ちょっと気になる記述を見つけた。放送作家、出版プロデューサーをしているという加瀬清志氏のサイト、「加瀬清志ドットコム」のうちの「ホンマかいな!?日記」6月6日分から、ちょっと長くなるが引用する。

(前半無関係なので略)そんなところに「余計なお世話メール」(そういう件名の)が届いた。
某ラジオ局の某アナウンサーが某リスナーがいろいろな番組に出していて複数読まれたらしい「私の誕生日をお祝いしてくださいメール」について非難したとかで「加瀬さんはどう思いますか?」というもの。
よく新聞の投書欄などで「二重投稿はおやめください」とか書いてあるアレだよね。
新聞の場合は他社との二重投稿という意味なんだろうけれど、同じラジオ局の違う番組の場合はどうなんだろうね。
チェックしなかった、もしくはチェックできないラジオ局のシステムに問題はないのかいな。
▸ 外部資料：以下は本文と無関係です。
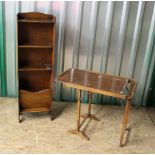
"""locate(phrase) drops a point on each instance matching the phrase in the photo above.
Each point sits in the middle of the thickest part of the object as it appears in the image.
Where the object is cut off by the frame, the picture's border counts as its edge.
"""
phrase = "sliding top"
(98, 83)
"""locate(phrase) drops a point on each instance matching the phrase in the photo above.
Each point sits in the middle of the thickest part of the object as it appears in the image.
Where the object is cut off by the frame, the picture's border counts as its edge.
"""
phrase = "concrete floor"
(37, 134)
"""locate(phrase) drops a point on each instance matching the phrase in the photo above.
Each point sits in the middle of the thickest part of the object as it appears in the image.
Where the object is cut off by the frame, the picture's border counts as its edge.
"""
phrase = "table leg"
(77, 130)
(89, 115)
(125, 120)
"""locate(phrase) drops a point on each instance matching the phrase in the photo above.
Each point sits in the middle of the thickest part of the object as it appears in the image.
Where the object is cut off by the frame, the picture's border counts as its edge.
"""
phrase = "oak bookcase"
(36, 41)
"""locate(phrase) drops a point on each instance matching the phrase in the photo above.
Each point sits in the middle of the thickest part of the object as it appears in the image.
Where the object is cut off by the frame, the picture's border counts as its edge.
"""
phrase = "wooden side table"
(119, 87)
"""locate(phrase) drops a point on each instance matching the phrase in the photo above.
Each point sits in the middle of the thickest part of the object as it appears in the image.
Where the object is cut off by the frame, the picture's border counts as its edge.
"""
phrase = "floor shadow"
(57, 110)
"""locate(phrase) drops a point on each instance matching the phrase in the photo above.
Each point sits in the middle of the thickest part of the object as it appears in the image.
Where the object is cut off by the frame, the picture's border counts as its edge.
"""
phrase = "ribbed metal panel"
(109, 37)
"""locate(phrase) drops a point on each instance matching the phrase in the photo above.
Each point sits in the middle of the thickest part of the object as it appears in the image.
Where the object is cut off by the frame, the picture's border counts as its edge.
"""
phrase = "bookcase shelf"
(36, 39)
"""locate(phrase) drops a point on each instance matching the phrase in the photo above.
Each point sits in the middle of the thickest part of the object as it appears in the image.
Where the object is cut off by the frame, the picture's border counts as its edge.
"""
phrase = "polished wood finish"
(36, 41)
(115, 86)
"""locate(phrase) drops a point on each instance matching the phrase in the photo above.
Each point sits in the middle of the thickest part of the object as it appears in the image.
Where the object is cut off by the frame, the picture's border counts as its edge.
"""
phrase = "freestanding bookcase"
(36, 39)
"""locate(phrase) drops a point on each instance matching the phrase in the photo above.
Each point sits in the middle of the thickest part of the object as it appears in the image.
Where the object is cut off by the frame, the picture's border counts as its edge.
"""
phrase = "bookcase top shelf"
(36, 21)
(43, 67)
(36, 17)
(35, 46)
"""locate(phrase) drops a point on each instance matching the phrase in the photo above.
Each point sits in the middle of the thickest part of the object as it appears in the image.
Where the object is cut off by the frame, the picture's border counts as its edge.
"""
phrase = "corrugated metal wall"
(110, 37)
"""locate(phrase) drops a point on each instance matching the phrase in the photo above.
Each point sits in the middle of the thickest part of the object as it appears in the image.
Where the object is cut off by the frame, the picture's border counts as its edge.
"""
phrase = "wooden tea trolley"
(119, 87)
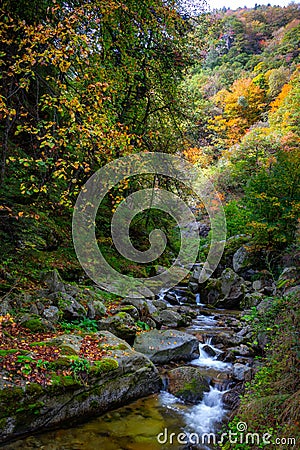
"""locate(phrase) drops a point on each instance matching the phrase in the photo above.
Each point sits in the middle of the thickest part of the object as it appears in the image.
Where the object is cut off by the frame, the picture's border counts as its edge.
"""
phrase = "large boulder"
(232, 397)
(110, 382)
(70, 308)
(54, 282)
(224, 292)
(144, 306)
(164, 346)
(187, 383)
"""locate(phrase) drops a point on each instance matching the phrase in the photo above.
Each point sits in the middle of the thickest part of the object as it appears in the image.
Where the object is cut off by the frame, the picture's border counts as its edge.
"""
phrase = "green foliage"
(144, 326)
(271, 403)
(85, 324)
(273, 200)
(237, 218)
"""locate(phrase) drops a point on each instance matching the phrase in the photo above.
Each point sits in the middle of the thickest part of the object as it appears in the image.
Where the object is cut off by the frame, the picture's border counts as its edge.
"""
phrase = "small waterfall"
(198, 300)
(207, 360)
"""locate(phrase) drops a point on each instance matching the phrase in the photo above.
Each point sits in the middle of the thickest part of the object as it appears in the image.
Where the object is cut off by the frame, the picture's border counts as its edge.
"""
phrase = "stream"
(148, 423)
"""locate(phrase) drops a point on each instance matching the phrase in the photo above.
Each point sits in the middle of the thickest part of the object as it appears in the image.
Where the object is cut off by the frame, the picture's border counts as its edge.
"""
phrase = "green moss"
(40, 344)
(68, 350)
(61, 382)
(34, 390)
(3, 423)
(122, 347)
(9, 398)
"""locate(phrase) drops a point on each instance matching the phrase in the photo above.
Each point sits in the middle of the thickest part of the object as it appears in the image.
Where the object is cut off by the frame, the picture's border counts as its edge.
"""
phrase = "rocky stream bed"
(183, 375)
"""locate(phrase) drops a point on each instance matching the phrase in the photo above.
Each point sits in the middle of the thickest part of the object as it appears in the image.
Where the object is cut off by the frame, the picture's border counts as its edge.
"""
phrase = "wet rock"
(160, 304)
(224, 292)
(144, 306)
(124, 377)
(241, 350)
(70, 308)
(168, 318)
(194, 287)
(172, 298)
(232, 398)
(36, 323)
(188, 384)
(264, 306)
(131, 310)
(209, 350)
(164, 346)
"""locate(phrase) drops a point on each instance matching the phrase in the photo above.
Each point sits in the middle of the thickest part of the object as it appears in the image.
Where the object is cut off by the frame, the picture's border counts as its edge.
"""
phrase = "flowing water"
(158, 422)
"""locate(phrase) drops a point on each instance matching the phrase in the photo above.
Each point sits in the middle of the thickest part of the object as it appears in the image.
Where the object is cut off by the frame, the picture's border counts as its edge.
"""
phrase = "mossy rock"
(188, 384)
(104, 366)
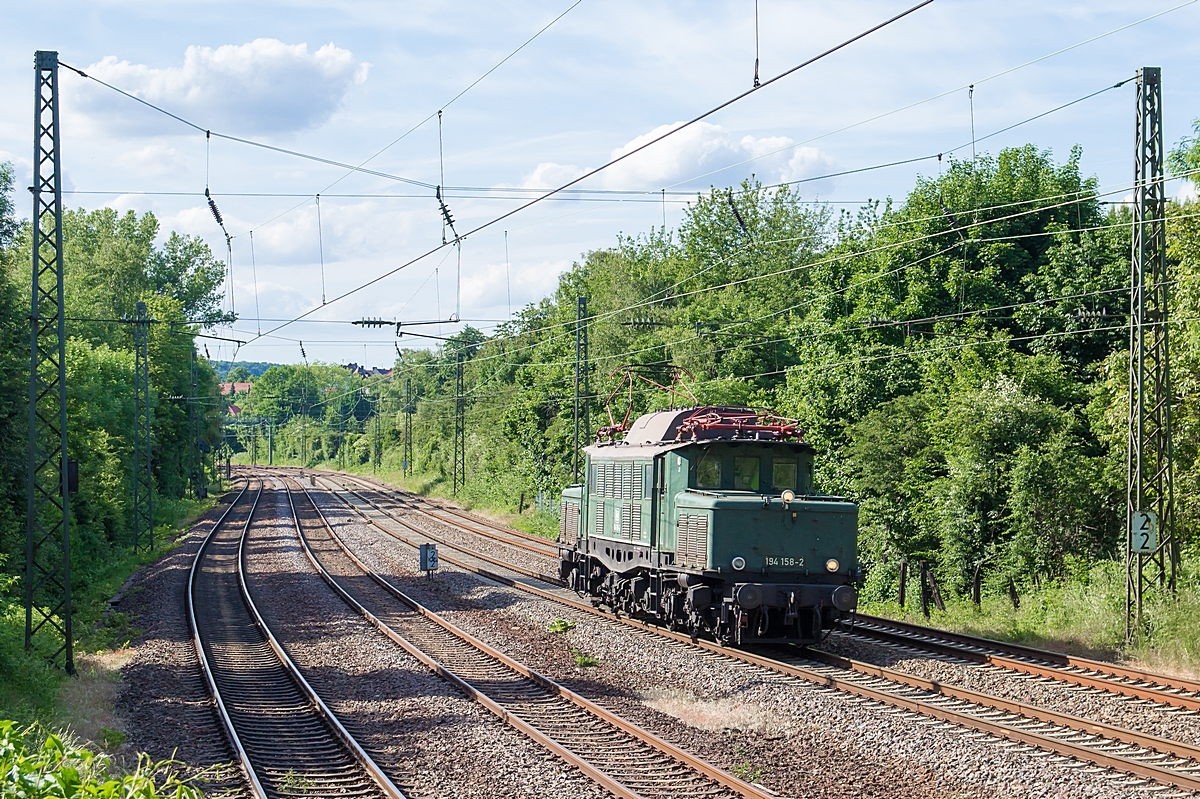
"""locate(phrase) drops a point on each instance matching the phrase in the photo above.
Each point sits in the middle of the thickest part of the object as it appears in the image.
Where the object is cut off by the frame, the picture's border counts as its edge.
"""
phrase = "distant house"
(364, 371)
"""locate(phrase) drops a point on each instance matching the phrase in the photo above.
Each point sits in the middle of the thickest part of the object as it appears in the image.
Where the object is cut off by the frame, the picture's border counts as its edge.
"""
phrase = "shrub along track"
(287, 740)
(624, 758)
(1126, 752)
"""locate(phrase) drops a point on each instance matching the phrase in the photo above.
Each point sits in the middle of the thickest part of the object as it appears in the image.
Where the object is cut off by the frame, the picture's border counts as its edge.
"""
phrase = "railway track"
(1125, 751)
(1175, 692)
(477, 524)
(287, 742)
(622, 757)
(1110, 678)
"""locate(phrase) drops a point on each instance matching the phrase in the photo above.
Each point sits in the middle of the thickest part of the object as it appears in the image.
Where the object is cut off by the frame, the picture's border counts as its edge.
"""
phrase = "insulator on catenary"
(213, 206)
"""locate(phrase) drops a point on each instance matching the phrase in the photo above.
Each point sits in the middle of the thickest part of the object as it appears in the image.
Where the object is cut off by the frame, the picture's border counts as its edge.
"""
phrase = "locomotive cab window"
(783, 474)
(745, 473)
(708, 469)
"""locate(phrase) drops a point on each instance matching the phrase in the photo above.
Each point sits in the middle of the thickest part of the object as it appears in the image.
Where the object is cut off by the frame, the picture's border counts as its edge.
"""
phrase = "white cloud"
(153, 160)
(551, 175)
(807, 162)
(695, 157)
(262, 86)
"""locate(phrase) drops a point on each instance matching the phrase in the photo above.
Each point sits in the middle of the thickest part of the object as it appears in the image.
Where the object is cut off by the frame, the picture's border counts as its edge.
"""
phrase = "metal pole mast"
(377, 444)
(193, 428)
(581, 312)
(408, 426)
(143, 481)
(1151, 547)
(48, 523)
(460, 433)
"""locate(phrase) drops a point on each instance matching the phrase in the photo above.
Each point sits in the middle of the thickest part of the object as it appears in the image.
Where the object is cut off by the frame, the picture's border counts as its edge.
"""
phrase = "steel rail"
(1131, 737)
(1068, 749)
(545, 547)
(646, 737)
(330, 721)
(256, 786)
(347, 739)
(1079, 671)
(1110, 678)
(457, 547)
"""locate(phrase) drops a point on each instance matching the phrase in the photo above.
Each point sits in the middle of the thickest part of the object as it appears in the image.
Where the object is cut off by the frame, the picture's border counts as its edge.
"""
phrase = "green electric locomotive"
(705, 518)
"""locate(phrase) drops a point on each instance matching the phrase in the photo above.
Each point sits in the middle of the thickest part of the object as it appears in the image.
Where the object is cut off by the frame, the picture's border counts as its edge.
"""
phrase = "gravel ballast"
(165, 700)
(735, 715)
(432, 740)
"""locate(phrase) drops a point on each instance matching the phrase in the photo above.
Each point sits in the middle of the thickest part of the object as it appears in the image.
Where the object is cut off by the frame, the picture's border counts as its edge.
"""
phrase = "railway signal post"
(1152, 551)
(48, 520)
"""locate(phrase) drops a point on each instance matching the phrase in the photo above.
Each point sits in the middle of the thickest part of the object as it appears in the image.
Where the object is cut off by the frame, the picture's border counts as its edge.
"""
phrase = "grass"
(559, 626)
(531, 520)
(583, 660)
(33, 691)
(745, 769)
(37, 764)
(1083, 616)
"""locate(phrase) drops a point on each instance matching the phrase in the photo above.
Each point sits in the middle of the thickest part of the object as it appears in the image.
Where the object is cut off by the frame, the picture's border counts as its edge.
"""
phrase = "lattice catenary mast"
(1151, 546)
(48, 523)
(460, 427)
(581, 379)
(143, 481)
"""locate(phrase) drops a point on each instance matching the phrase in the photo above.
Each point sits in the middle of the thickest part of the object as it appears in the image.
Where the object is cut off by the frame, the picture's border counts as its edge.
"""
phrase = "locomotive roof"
(660, 431)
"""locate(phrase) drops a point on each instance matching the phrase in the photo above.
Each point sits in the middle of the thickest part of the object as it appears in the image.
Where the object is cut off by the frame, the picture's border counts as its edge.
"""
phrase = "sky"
(349, 80)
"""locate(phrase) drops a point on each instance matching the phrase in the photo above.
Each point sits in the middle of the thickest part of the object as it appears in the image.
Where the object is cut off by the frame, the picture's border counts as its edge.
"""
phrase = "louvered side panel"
(569, 524)
(701, 541)
(682, 540)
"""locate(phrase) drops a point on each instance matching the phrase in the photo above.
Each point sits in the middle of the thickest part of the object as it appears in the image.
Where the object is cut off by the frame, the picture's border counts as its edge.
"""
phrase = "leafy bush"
(561, 625)
(41, 766)
(583, 659)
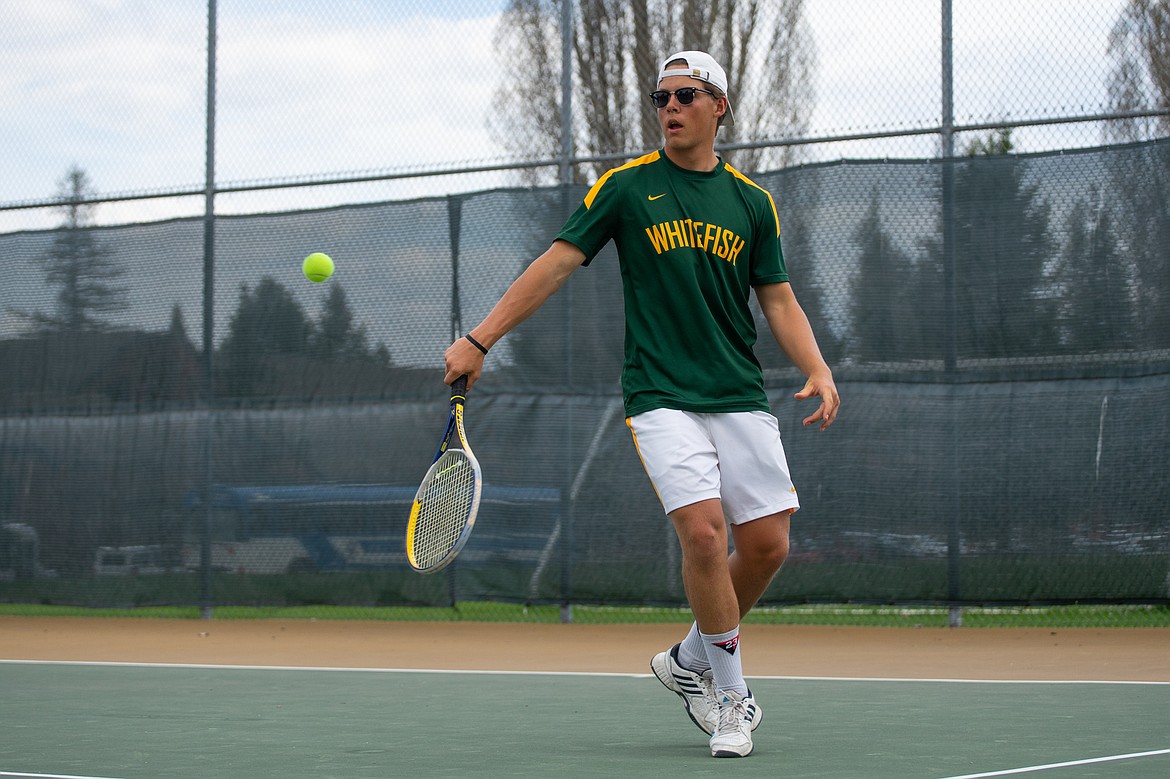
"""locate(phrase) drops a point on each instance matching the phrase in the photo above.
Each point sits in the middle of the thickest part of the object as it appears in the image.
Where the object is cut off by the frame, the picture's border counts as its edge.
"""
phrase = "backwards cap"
(703, 67)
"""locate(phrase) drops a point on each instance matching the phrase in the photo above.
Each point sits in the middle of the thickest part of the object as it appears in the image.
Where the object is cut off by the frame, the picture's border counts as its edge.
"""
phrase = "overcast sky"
(309, 88)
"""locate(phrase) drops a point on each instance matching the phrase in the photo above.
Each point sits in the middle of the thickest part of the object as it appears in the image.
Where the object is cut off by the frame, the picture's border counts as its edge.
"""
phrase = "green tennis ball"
(317, 267)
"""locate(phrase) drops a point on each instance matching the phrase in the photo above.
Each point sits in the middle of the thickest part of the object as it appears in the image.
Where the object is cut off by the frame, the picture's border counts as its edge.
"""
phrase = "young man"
(694, 238)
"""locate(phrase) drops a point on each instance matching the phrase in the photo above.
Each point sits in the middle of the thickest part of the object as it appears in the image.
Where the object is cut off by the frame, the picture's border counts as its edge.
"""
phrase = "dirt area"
(1119, 654)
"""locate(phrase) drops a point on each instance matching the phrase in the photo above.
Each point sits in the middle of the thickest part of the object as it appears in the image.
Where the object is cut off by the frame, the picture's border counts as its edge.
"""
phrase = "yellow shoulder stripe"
(645, 159)
(770, 200)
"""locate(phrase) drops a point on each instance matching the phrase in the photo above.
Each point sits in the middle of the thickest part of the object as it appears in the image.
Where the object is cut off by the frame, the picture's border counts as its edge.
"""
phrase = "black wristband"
(476, 344)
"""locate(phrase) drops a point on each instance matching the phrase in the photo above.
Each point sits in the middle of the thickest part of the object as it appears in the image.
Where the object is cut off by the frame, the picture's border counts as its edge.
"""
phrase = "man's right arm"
(538, 282)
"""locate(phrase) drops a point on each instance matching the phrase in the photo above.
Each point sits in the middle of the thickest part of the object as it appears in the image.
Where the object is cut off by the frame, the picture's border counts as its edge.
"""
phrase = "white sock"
(693, 652)
(723, 654)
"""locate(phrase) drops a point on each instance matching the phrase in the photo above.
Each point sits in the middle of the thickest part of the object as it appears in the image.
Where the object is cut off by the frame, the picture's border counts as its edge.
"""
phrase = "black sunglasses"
(686, 96)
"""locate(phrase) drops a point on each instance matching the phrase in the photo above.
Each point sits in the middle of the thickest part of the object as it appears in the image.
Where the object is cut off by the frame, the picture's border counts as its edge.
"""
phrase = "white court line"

そもそもそうした多重投稿のどこに問題があるんかいな。たまに同じラジオ局で一日に何回も同じ曲がかかることがあるけど、あれはいいんかいな。もしも問題があるのならそうしたことについての説明とか注意とかした上でのことなのかいな。
まぁ、それにしても、もしも本当にそのことをオンエアで非難されたとしたら、そのリスナーは相当傷ついちゃっただろうなぁ。誕生日が台無しってくらいにね。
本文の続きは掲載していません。